SLM plays a pivotal role in this process, as it represents a holistic approach to preserving the vital functions and services provided by land in a long-term, sustainable productive capacity, by integrating biophysical, socio-cultural and economic needs and values.

Furthermore, there is increasing scientific evidence of the potential advantages of SLM in providing appropriate land-based solutions to simultaneously address desertification, land degradation and drought, support climate change adaptation and mitigation, and achieve other co-benefits, such as protecting the quantity and quality of soil and water resources.

SLM can support the objectives of the three Rio Conventions (UNCCDUNFCCC and the CBD), as it provides opportunities to collaborate and develop integrated approaches that can contribute to these Conventions, through its positive impacts on productivity, increased resilience to climate change, reduced greenhouse gas emissions and the conservation of biological diversity.

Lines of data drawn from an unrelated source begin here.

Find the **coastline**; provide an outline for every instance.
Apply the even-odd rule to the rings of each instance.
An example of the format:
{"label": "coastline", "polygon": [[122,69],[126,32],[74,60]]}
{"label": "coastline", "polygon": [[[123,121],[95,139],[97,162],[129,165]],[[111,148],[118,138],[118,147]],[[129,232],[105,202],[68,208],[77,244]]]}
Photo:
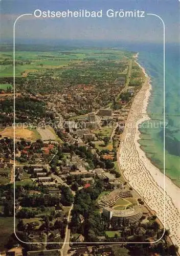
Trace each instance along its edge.
{"label": "coastline", "polygon": [[[180,191],[180,188],[169,178],[167,176],[164,178],[164,174],[146,157],[138,142],[141,134],[139,125],[150,119],[147,114],[141,113],[147,113],[151,86],[150,79],[145,69],[137,62],[138,53],[133,57],[143,71],[146,81],[143,83],[132,103],[120,144],[119,164],[123,175],[129,184],[144,198],[148,206],[155,211],[158,218],[165,228],[170,229],[170,237],[173,243],[179,246],[179,227],[176,223],[180,223],[180,206],[177,198],[177,193]],[[129,159],[128,162],[127,159]],[[146,189],[147,188],[148,189]],[[176,221],[174,221],[175,220]]]}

SLM also contributes directly to achieving multiple Sustainable Development Goals (SDGs), including:

  • SDG 15 (life on land), which focuses on the achievement of land degradation neutrality, by providing a suite of targeted, appropriate land management practices that prevent the loss of healthy land and maintain or improve the land’s productivity;
  • SDG 1 (end to poverty), SDG 2 (zero hunger), and SDG 3 (good health and well-being), by enhancing food security and other livelihood benefits, and by increasing the resilience of the land and the populations depending on it;
  • SDG 6 (clean water and sanitation), through its contribution to sustainable water management, and
  • SDG 13 (climate action), by increasing resilience and creating synergistic actions for climate change adaptation and mitigation, for example by increasing soil carbon stocks.